AI has already consumed much of the open internet. What is the next logical step for training AI and improving model performance? Several emerging areas are creating sources of net-new data that extend beyond the text, images, and videos already available online:
- Synthetic data generated through models and simulations. Companies such as Physical Intelligence are developing foundation models for robots, while platforms such as NVIDIA Isaac Sim allow developers to generate synthetic training data and test robotic systems across realistic virtual environments.
- Real-world training data captured from human activity in physical environments. Shift is offering free home cleanings while workers record household tasks that can be used to train AI. Elsewhere, workers are being paid to wear head-mounted cameras while folding, sorting, cooking, assembling, and cleaning, creating first-person demonstrations of how humans interact with the physical world.

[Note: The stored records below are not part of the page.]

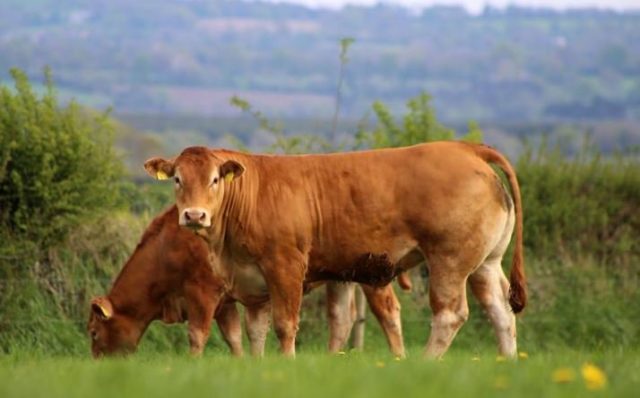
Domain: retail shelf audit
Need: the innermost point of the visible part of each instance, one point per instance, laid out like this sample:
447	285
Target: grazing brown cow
169	277
356	217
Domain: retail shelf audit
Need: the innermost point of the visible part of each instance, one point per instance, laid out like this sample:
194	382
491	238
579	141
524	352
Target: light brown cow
357	216
169	277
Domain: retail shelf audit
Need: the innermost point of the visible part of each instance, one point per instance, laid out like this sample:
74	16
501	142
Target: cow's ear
159	168
230	170
102	307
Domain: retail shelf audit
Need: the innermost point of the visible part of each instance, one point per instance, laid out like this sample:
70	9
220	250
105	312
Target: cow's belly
376	265
248	284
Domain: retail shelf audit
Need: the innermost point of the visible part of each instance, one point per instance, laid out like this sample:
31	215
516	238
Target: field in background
313	374
582	259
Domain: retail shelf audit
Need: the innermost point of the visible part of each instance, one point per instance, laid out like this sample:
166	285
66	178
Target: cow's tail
404	281
517	291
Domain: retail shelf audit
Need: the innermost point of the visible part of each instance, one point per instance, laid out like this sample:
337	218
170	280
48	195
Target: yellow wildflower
501	383
594	377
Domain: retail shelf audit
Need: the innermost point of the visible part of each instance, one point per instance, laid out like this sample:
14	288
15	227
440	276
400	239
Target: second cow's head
200	178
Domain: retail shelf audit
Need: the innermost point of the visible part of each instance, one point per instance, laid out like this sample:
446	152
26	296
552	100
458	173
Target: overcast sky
477	5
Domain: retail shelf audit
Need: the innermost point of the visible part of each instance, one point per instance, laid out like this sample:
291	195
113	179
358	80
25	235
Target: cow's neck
130	292
235	216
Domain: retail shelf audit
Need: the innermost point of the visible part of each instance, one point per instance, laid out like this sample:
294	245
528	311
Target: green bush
419	124
582	206
57	164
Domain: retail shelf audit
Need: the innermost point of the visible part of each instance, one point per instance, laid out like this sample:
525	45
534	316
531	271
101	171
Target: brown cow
169	277
357	216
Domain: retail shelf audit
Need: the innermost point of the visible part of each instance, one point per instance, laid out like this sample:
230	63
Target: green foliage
318	375
57	166
419	125
290	144
582	205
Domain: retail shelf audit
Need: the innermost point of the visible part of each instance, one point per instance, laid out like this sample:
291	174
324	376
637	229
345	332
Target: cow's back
367	210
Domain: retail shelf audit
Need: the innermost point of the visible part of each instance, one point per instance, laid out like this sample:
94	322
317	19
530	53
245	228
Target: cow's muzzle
195	217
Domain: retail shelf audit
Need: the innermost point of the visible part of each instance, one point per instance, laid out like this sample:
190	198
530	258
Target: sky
476	6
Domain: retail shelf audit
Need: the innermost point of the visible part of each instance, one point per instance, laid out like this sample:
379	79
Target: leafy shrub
57	165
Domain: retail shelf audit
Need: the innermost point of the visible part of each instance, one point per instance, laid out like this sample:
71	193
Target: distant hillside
182	57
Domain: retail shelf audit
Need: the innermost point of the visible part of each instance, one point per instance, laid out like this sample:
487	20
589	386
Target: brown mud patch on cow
371	268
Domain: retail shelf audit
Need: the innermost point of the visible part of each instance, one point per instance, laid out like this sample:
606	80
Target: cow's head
111	333
200	179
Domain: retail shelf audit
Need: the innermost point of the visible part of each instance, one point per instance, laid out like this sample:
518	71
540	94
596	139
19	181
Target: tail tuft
405	281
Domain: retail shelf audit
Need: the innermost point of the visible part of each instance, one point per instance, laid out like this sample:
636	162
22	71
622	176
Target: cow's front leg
200	309
228	320
341	313
285	276
256	320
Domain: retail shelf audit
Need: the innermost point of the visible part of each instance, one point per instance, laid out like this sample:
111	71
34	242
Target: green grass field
317	374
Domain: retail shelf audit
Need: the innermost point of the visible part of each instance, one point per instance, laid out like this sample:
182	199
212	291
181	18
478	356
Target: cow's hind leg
448	300
340	312
491	287
385	306
284	273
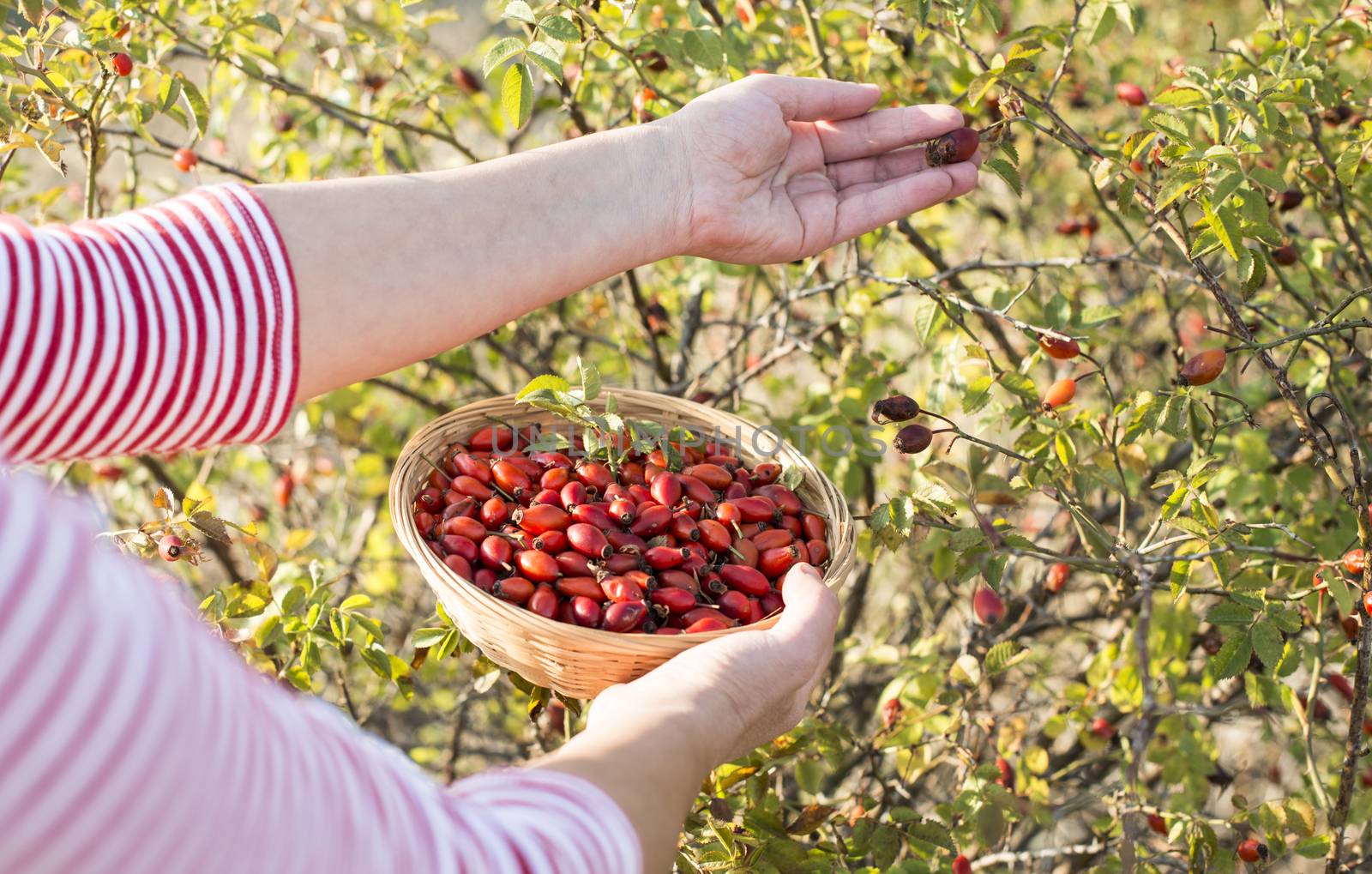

Companies are already building on top of legacy systems rather than replacing them outright. PillPilot, - a company I came across recently - illustrates this by sitting on top of existing pharmacy management systems and turning previously inaccessible workflow data into an operating layer for autonomous agents. One moat that doesn’t seem as obvious is the network layer beneath modern software, where every digital action produces valuable interaction data that can be used to train more capable agents.
Most websites expose functionality through structured APIs that are behind the network layer of the services. These APIs define specific endpoints that external software can retrieve data or trigger actions using protocols such as HTTP or HTTPS with formats like JSON. Both integrations with third party applications interact with these systems by sending them requests.
Underneath this layer, modern web applications rely on a complex set of network interactions between browser servers and microservers. When a user performs an action in a web interface, the browser sends a series of network requests to the backend servers to process the request and send back a structured response. APIs formalize this. To create your own API for a specific website, you would need to observe and map the website’s network interactions and identify the backend requests tied to key user actions, and then replicate those request flows in a structured way so they can be exposed though a programmable interface.
Data is the hottest commodity in the world and the internet was not built for AI (X402 is one of the first real attempts to fix that, reviving a dormant HTTP status code from 1991 that was always meant for machines but never implemented). It’s communicating with the backend of the internet that I think is the next logical step for augmented data and actionable intelligence. As models (1) fundamentally change (2) workflows become more optimized, (3) the data pipeline transforms into an auditable system, and (4) GPUs are running faster - these are all harbingins for unobtrusive data architecture at the network layer.

Reverse engineering of internal APIs, i.e. analyzing network requests to identify undocumented back endpoints do have hurdles such as anti-crawl provision making edge compute and network layer proxy infrastructure (distributed systems that inspect or modify traffic closer to the user) and open synthetic data generation from web interactions knock on effects of this idea.
Cloudflare has their crawl endpoint where agents can now crawl an entire website with a single API call using Browser Rendering’s new /crawl. Maango recently released a report that they crawled 1M domains and 90% do not have an AI policy in place. They used Tranco top 1M domains (ranked websites by popularity using real internet traffic). The scraper analyzed a myriad of different AI policies and even after scanning 80K to policies, the vast majority had no anti-bot rules. However, stakes are rising for corporations - Anthropic had agreed to a proposed $1.5B settlement with publishers over claims that its AI models were trained on copyrighted material without permission, highlighting the growing legal risk around training data. In December, OpenAI updated its crawler documentation, removing the statement that the ChatGPT-User agent follows robots.txt, suggesting that AI browsing triggered by users may access pages even if a site blocks bots.
The gap between AI agents and what they’re doing and what policies companies have in place is enormous - making it a digital oil field with no formal laws.